No, I know that OSes free all the memory used by a process when said process ends, and that's not what I meant. My idea is this. If you're using Windows, look in the Task Manager and find the System Idle Process. Chances are, it's usually "using" a good percentage of your CPU time because most processes on a home computer (web browsers, word processors, media players, etc.) are I/O-bound and the OS doesn't have anything to schedule while all those processes are waiting for I/O operations to complete. Mine is at 99%. Linux, IIRC, just runs the init process in a loop when there's nothing to do. What if the GC ran during those CPU cycles that would otherwise be spent idling? Surely then there would be no performance hit at all, since those clock cycles would have been wasted anyway. A possible problem is that if there were a lot of CPU-bound processes running, the GC would get far fewer clock cycles. Also, the GC would be I/O-bound too since it's scanning memory so there'd have to be another process to fall back on and run while the GC is waiting for I/O.

There is no wasted cpu cycles on idle. What you see on task manager is misleading. All sane OS do HLT when there is absolutely nothing to do. However, I don't count housekeeping task (either part of kernel or root daemon) as idle - since it is actually doing something.

Anyway, it's natural to run housekeeping jobs (GC, swap space management, cleanup for zombie process, etc) on low (or "idle") priority.

Just a question regarding if all objects are GC in the kernel. What happens if some object is being garbage collected (moved to alternate location in RAM), then something happens but the objects is locked and you cannot access it because the lower prio garbage collector is playing with it. Even worse, if the kernel needs the object in an interrupt but it is locked, now you end up in a deadlock situation.

In practice not all objects in the kernel can be garbage collected because you will end up in less than advantageous locking situations.

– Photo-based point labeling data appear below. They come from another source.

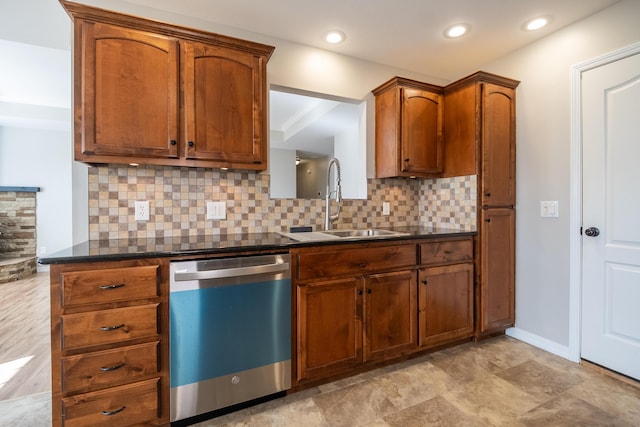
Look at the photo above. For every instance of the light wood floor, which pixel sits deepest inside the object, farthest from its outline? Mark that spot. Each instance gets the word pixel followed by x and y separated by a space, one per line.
pixel 25 360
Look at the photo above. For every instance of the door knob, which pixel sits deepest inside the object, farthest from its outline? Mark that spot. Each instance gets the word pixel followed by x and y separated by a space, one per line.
pixel 592 231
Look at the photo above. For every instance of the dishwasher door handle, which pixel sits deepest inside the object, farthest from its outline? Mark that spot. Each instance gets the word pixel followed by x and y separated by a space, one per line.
pixel 183 275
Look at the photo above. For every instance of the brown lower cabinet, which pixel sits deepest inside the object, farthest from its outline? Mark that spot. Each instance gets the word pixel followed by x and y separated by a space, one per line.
pixel 446 303
pixel 355 303
pixel 496 275
pixel 109 343
pixel 358 305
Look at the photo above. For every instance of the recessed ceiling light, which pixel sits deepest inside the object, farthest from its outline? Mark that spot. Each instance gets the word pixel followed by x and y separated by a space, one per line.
pixel 335 36
pixel 457 30
pixel 536 23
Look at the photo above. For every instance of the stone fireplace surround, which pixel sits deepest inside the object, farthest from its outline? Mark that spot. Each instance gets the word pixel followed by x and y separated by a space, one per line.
pixel 17 232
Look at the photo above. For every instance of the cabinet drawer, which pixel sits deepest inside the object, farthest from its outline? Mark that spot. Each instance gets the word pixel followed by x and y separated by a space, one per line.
pixel 344 261
pixel 446 252
pixel 109 326
pixel 118 406
pixel 109 285
pixel 102 369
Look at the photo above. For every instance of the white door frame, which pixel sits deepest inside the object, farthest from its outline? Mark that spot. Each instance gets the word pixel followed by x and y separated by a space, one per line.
pixel 575 195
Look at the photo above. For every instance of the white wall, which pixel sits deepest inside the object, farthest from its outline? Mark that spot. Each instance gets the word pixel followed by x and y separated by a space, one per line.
pixel 543 136
pixel 41 158
pixel 282 164
pixel 348 145
pixel 35 136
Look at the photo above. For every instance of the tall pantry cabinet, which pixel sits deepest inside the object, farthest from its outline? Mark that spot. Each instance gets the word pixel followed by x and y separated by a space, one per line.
pixel 479 123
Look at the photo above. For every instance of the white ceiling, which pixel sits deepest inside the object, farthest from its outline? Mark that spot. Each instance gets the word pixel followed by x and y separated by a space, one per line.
pixel 405 34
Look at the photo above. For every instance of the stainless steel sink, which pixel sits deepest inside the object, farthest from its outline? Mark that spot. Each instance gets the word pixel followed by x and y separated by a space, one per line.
pixel 369 233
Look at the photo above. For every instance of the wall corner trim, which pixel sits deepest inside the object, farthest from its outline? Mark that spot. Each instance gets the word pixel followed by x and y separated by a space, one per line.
pixel 540 342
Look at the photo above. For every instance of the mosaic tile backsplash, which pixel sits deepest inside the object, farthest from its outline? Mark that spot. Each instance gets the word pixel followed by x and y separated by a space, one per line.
pixel 178 196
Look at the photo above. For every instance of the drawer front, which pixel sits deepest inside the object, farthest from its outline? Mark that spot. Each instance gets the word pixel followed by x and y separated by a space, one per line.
pixel 344 261
pixel 94 371
pixel 109 285
pixel 118 406
pixel 109 326
pixel 446 252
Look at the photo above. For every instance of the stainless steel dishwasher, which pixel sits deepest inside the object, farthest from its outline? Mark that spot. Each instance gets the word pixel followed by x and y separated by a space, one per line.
pixel 230 332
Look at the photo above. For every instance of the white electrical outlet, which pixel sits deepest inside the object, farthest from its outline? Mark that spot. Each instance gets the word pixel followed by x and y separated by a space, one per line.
pixel 216 210
pixel 142 210
pixel 386 209
pixel 549 209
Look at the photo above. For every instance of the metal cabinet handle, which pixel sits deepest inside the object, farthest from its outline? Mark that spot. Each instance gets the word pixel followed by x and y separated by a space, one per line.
pixel 112 368
pixel 105 287
pixel 115 411
pixel 111 328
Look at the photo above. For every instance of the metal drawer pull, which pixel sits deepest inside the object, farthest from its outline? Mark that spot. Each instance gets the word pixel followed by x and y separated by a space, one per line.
pixel 115 411
pixel 112 368
pixel 119 285
pixel 111 328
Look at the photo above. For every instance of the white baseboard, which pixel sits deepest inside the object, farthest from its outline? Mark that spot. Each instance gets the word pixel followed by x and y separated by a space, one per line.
pixel 540 342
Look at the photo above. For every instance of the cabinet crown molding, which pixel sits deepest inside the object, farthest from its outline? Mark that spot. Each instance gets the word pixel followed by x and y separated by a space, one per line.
pixel 93 14
pixel 484 77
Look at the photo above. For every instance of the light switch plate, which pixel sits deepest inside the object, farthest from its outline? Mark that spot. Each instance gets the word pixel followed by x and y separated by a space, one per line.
pixel 216 210
pixel 385 208
pixel 549 209
pixel 142 210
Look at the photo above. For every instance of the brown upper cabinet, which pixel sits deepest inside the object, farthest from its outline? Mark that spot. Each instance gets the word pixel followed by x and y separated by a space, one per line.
pixel 153 93
pixel 480 135
pixel 409 140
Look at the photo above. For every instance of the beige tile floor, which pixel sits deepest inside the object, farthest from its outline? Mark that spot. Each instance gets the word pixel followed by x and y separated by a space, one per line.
pixel 498 382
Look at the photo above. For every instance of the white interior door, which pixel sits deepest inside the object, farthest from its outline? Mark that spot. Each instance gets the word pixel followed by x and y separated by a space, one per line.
pixel 610 333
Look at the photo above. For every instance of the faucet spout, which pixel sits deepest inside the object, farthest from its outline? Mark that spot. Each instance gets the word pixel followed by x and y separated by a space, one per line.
pixel 328 217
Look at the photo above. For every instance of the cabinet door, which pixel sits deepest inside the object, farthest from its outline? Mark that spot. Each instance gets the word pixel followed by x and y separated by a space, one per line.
pixel 127 102
pixel 224 100
pixel 390 314
pixel 445 297
pixel 329 328
pixel 497 271
pixel 498 146
pixel 421 132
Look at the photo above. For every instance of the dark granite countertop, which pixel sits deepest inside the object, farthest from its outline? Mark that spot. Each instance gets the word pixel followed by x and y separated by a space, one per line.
pixel 120 249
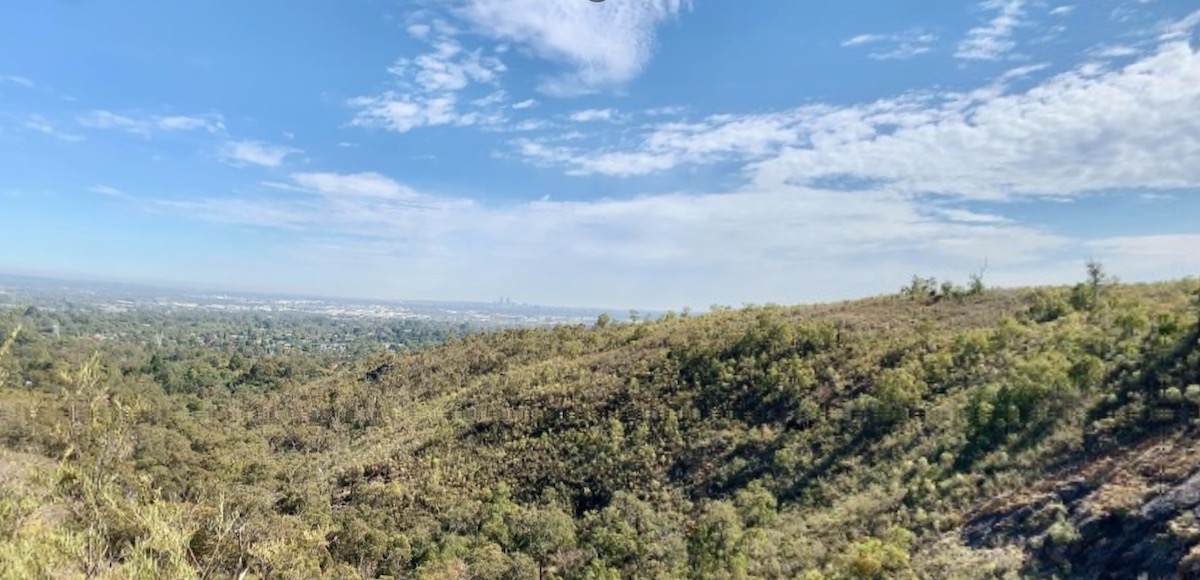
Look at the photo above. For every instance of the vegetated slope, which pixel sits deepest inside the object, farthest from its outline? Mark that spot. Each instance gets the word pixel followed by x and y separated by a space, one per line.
pixel 934 435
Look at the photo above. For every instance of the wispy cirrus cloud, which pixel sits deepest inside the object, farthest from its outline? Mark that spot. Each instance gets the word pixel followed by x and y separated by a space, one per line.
pixel 994 40
pixel 42 125
pixel 147 125
pixel 1090 129
pixel 588 115
pixel 894 46
pixel 429 87
pixel 604 45
pixel 17 81
pixel 240 153
pixel 1095 127
pixel 372 219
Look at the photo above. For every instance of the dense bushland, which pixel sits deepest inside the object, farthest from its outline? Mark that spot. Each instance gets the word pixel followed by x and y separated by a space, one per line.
pixel 855 440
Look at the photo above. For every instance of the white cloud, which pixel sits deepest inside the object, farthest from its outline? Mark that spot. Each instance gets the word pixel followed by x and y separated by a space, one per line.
pixel 256 153
pixel 1147 256
pixel 43 125
pixel 1085 130
pixel 1091 129
pixel 1114 52
pixel 17 81
pixel 994 40
pixel 678 249
pixel 353 185
pixel 588 115
pixel 895 46
pixel 105 190
pixel 429 89
pixel 419 30
pixel 604 43
pixel 148 125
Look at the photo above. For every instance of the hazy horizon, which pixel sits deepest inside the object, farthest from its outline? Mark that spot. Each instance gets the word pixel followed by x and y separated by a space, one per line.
pixel 657 154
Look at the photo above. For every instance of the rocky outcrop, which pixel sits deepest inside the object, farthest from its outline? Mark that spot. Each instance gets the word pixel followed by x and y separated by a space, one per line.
pixel 1121 528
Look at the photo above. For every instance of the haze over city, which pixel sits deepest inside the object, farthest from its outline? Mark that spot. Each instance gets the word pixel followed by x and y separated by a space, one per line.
pixel 653 154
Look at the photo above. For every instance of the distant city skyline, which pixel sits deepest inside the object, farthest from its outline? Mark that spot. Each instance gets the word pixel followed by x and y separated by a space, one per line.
pixel 652 154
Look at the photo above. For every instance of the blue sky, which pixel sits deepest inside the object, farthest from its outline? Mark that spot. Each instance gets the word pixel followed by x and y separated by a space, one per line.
pixel 628 154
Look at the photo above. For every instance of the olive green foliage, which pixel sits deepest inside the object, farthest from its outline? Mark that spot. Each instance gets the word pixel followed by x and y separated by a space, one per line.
pixel 841 441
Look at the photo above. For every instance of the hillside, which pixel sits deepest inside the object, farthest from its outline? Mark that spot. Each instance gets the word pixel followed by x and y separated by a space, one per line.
pixel 933 434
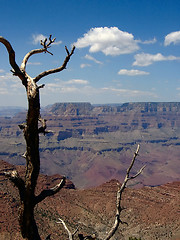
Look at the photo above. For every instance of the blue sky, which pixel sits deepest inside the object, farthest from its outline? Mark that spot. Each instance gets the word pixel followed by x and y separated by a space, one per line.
pixel 126 50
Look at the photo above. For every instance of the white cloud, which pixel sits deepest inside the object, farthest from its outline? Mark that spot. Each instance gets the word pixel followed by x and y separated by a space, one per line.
pixel 83 65
pixel 173 37
pixel 38 37
pixel 92 59
pixel 146 59
pixel 34 63
pixel 152 41
pixel 132 72
pixel 110 41
pixel 77 81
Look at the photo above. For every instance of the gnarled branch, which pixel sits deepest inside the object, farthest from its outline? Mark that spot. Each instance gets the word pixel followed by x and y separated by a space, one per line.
pixel 35 51
pixel 16 70
pixel 59 69
pixel 49 192
pixel 119 196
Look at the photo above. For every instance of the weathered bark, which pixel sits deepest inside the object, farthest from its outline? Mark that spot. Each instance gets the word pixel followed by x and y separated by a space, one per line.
pixel 26 187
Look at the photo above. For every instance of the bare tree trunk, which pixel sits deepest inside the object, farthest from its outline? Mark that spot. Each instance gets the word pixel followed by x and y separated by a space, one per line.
pixel 26 187
pixel 26 214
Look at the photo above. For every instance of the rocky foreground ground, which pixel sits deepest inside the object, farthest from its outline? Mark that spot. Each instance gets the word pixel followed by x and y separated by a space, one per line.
pixel 151 212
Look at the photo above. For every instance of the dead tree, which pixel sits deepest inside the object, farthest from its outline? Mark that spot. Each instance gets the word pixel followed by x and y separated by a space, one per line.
pixel 26 186
pixel 119 207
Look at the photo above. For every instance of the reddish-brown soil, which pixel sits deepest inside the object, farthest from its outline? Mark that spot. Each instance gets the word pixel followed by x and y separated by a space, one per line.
pixel 151 212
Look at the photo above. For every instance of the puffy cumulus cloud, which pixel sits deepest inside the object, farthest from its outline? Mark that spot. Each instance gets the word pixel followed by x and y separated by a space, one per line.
pixel 152 41
pixel 38 37
pixel 110 41
pixel 132 72
pixel 92 59
pixel 83 65
pixel 77 81
pixel 34 63
pixel 173 37
pixel 146 59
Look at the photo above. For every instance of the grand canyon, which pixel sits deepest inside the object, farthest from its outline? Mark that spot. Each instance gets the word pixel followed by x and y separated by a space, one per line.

@OSwhatever: This apply not only to GC, but to anything regarding kernel locks and resources locks. The simplest approach is "kernel lock" (cli+spinlock) - this has the side-effect of automatically make the maintenance thread real-time priority when there is something to do; to avoid such side effect special effect should be made on the design.

PS. I'm not a fan of GC anyway.

bluemoon and OSWhatever: Locks aren't really problem in terms of GC due to the fact the the GC should not need locks period. It simply "loops" over all "objects" and determines if there are any references to it. If the reference count changes mid check, it is likely decreasing by 1, in which case it will be collected next check (if it reached 0), or it is increasing by 1 (where the count was already >= 1) and shouldn't be collected anyways.

As long as at object creation the reference count is set to 1 before being added to the GC Manager, and following those assumptions above, you will never need a lock.

There are, of course, edge cases to consider, such as objects that shouldn't be GC'd, because they are found/modified using pointer arithmetic (page tables? ) and there should be a way in the memory manager to request non-GC'd memory for this purpose.

- Monk

Synon wrote:What if you had the GC built into the memory manager so that there was no way to allocate memory without it being marked for GC?

This is exactly what is done in userspace when you have garbage collected memory management.

The kernel just provides the address space that the userspace memory manager works in, and is completely uninvolved in the allocation and deallocation of individual objects at the application level, garbage-collected or not.

Essentially in this thread, you are arguing over whether or not the garbage collector can have a garbage collector.